Eye For Film >> Movies >> Monstro! (2010) Film Review
Monstro!
Reviewed by: David Graham
The Ozploitation boom shows no sign og abating, but for every distinguished offering like The Loved Ones there's sub-B-movie tripe such as Monstro! to wade through. Attempting to appeal to a rockabilly crowd that traditionally laps up trashy old-school monster movies, this ruthlessly calculated but woefully misjudged mess occasionally sparks into visceral life, but for the most part merely stutters through a threadbare plot populated by unlikable characters.
A trio of mean man-eaters are on the rad and the run, but their classic ride isn't getting them very far. Detouring into a secluded seaside town, the girls chance upon a pretty young thing whom they aim to corrupt out of her small-town ways, partially in revenge against her cat-calling grandfather. When one of the group goes missing, the girls go looking for answers, but little do they realise that a legendary sea-monster is about to make its presence known.
While there's no doubting the punky charisma of the three leads, the script wastes their efforts by turning them into the lamest bad-girl caricatures imaginable; shimmying on car bonnets and binge-drinking like laddish louts may be all well and good but it's bloody boring to watch. When they tip over into nastily jarring violence, it feels like a From Dusk Til Dawn rug-pulling indulgence that just doesn't work. Too many scenes go on forever but lead nowhere, the dialogue is dire, and the only decent actors are lumbered with the least interesting parts.
The monster effects are actually reasonably well done when they do arrive, but for a film of such mercifully brief duration, there's nowhere near enough of them. A black and white opening is fairly well handled, but once the girls show their true colors any investment the viewer might have had in them will likely go out the window. The subsequent story is a mess of derivative ideas and execution. It's uninspired, with an anticlimactic siege proving too little, too late to save this lumpen garbage from sinking to the depths. Tremors it ain't. In fact it ain't even Troma.
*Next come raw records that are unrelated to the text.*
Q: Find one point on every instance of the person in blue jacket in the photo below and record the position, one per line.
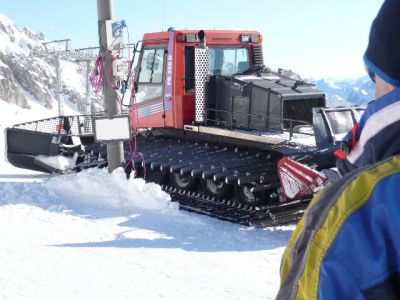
(347, 245)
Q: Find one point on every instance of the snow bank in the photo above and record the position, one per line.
(93, 188)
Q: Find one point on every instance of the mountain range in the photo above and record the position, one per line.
(25, 77)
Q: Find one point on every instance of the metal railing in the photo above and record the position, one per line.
(69, 125)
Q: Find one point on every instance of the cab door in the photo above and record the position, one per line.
(148, 107)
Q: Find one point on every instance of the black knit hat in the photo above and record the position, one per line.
(383, 53)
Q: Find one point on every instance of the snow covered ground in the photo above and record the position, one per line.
(95, 235)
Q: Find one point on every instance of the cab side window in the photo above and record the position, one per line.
(151, 74)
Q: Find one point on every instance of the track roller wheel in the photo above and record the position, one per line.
(246, 196)
(156, 176)
(218, 190)
(186, 183)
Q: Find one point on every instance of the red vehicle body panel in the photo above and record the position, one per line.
(180, 109)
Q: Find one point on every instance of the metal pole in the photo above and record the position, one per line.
(115, 153)
(87, 98)
(58, 87)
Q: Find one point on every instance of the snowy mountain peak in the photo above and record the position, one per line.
(347, 92)
(25, 78)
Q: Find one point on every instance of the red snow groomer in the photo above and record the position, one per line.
(213, 124)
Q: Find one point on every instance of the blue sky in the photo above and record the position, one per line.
(315, 38)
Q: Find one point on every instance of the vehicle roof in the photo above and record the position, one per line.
(212, 36)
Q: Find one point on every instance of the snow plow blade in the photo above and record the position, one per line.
(38, 144)
(24, 146)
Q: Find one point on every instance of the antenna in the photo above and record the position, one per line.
(163, 19)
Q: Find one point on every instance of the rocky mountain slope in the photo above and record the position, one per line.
(25, 78)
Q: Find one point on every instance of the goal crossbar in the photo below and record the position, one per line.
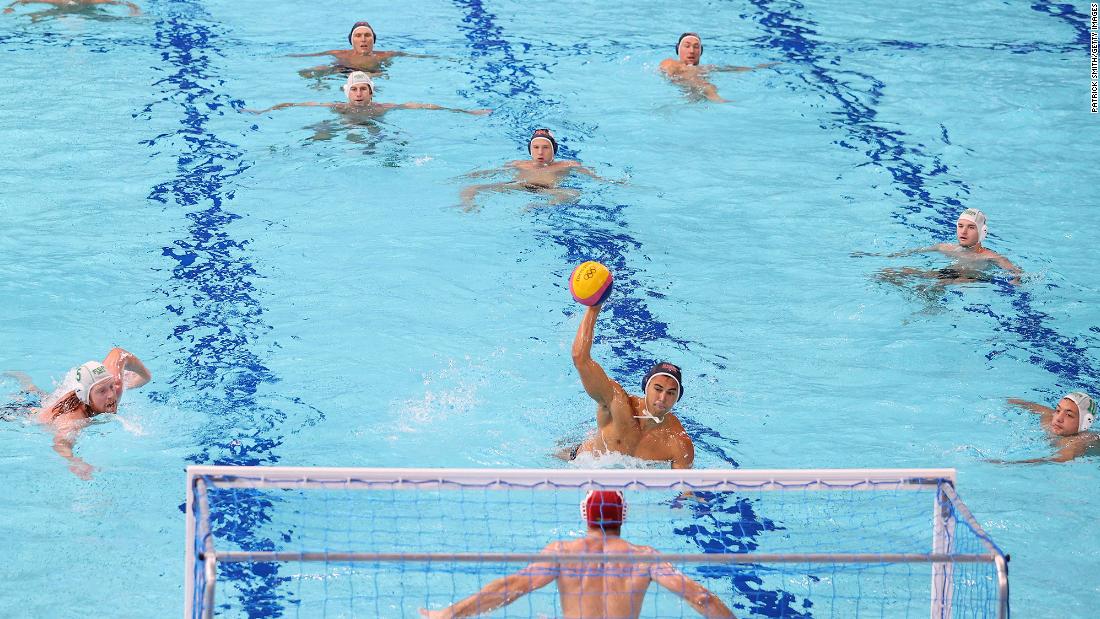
(948, 512)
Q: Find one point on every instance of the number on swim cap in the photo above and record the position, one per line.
(591, 283)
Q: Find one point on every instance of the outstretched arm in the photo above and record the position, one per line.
(735, 68)
(936, 247)
(1065, 454)
(25, 383)
(64, 441)
(127, 365)
(696, 595)
(596, 383)
(1034, 407)
(285, 106)
(587, 172)
(491, 172)
(410, 55)
(328, 53)
(435, 107)
(499, 593)
(1007, 265)
(685, 452)
(11, 7)
(134, 9)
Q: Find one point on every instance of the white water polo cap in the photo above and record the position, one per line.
(1086, 409)
(977, 217)
(87, 376)
(359, 77)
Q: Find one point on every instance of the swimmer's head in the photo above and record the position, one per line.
(662, 387)
(970, 229)
(690, 47)
(604, 509)
(362, 37)
(542, 146)
(97, 387)
(359, 88)
(1075, 413)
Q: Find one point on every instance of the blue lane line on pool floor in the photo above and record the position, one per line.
(794, 36)
(212, 293)
(584, 231)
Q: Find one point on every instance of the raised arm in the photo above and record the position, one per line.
(127, 365)
(1034, 407)
(499, 593)
(704, 601)
(596, 383)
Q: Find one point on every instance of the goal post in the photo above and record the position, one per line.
(340, 542)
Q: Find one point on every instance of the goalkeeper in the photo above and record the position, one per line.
(592, 589)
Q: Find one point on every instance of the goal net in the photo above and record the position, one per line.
(389, 542)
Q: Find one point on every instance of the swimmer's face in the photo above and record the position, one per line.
(966, 231)
(541, 151)
(691, 50)
(105, 396)
(661, 394)
(1066, 418)
(359, 94)
(362, 40)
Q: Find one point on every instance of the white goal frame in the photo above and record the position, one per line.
(941, 482)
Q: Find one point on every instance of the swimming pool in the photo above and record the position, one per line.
(323, 302)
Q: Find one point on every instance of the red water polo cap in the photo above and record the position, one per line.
(604, 508)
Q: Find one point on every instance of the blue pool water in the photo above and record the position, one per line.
(325, 302)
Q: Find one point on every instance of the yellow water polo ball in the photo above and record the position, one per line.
(591, 283)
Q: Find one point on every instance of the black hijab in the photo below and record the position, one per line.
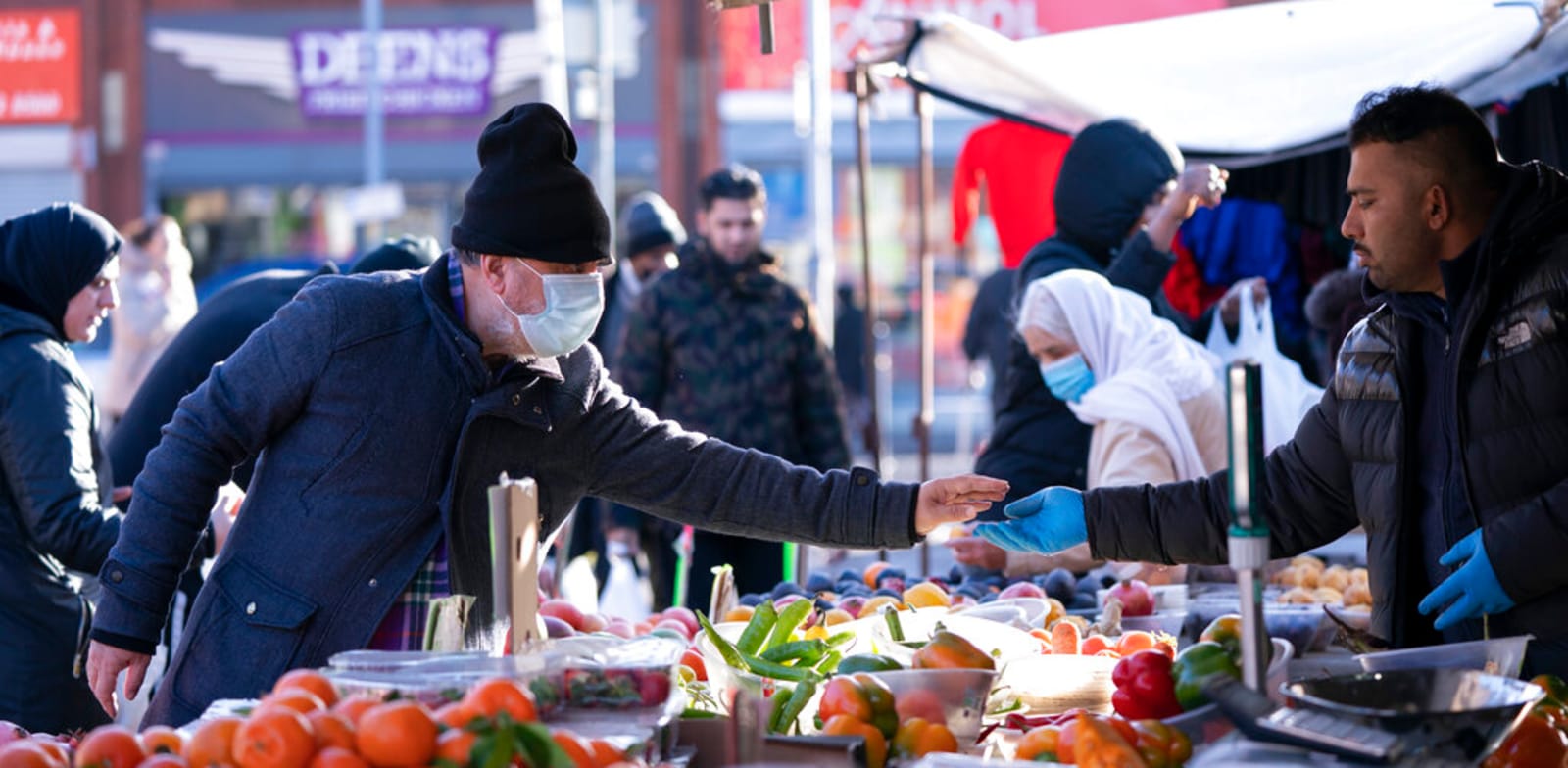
(1109, 174)
(49, 256)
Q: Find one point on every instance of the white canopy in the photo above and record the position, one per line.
(1261, 80)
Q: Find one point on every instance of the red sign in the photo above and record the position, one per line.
(39, 65)
(858, 24)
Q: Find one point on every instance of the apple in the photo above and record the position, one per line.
(1134, 596)
(557, 627)
(684, 616)
(1021, 590)
(564, 611)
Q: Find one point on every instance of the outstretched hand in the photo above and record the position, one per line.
(956, 499)
(1043, 522)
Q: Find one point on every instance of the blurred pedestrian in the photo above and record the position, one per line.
(650, 235)
(1120, 198)
(157, 298)
(726, 347)
(57, 287)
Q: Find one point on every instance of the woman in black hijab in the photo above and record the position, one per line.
(57, 286)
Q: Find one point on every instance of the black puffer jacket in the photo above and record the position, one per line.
(54, 480)
(1346, 464)
(1109, 174)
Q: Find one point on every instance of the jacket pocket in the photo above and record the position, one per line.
(245, 639)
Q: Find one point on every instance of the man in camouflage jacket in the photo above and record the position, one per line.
(726, 347)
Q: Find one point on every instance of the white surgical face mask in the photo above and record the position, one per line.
(572, 305)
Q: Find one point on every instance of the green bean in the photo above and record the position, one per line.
(762, 621)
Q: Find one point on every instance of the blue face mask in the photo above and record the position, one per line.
(1068, 378)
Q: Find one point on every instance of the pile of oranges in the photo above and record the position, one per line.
(303, 725)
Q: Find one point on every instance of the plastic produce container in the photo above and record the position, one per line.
(1497, 655)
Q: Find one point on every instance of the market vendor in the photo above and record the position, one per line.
(383, 407)
(1445, 427)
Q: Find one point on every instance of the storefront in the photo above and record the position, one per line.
(39, 109)
(255, 118)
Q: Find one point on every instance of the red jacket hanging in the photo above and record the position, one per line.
(1018, 167)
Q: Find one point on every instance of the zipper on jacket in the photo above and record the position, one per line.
(83, 639)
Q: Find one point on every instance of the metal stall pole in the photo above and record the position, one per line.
(861, 86)
(1249, 537)
(925, 415)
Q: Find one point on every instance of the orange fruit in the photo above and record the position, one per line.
(457, 746)
(28, 752)
(297, 699)
(110, 746)
(604, 752)
(273, 737)
(308, 681)
(927, 595)
(331, 729)
(576, 748)
(212, 744)
(353, 707)
(499, 695)
(337, 757)
(397, 734)
(162, 739)
(165, 760)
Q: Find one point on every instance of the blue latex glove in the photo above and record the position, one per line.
(1047, 522)
(1473, 590)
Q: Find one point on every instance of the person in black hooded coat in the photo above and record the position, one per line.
(57, 286)
(1120, 198)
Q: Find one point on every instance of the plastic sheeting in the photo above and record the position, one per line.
(1256, 82)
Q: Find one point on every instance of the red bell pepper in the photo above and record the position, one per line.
(1145, 689)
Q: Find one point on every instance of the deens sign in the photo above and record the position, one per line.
(423, 71)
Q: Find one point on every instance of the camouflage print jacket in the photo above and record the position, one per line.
(734, 353)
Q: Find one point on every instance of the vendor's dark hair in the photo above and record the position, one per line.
(1458, 138)
(736, 182)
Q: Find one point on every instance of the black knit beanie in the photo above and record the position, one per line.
(49, 256)
(529, 198)
(1109, 174)
(648, 221)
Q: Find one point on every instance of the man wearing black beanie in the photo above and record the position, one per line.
(386, 405)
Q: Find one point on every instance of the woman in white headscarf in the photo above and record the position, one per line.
(1150, 392)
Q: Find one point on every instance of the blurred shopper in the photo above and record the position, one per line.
(726, 347)
(156, 300)
(386, 405)
(1149, 392)
(1120, 196)
(1443, 427)
(220, 326)
(988, 333)
(650, 235)
(57, 286)
(849, 360)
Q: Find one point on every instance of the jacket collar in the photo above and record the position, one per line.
(752, 276)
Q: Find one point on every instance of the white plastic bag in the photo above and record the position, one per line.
(1288, 394)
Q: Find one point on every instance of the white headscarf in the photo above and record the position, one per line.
(1144, 365)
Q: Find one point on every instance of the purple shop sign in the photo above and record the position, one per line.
(423, 71)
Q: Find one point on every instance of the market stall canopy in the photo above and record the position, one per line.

If writer/director Stuart Simpson pitched Monstro as a short film at a quarter of the length, it might have cut the mustard, but in this unnecessarily inflated form it's an unwieldy beast that even straight-to aficionados will find trying. The plentiful extras weren't available for review but I don't doubt they'll prove more enjoyable than the main feature itself, and will probably be more interesting for aspiring film-makers as an example of good intentions gone bad.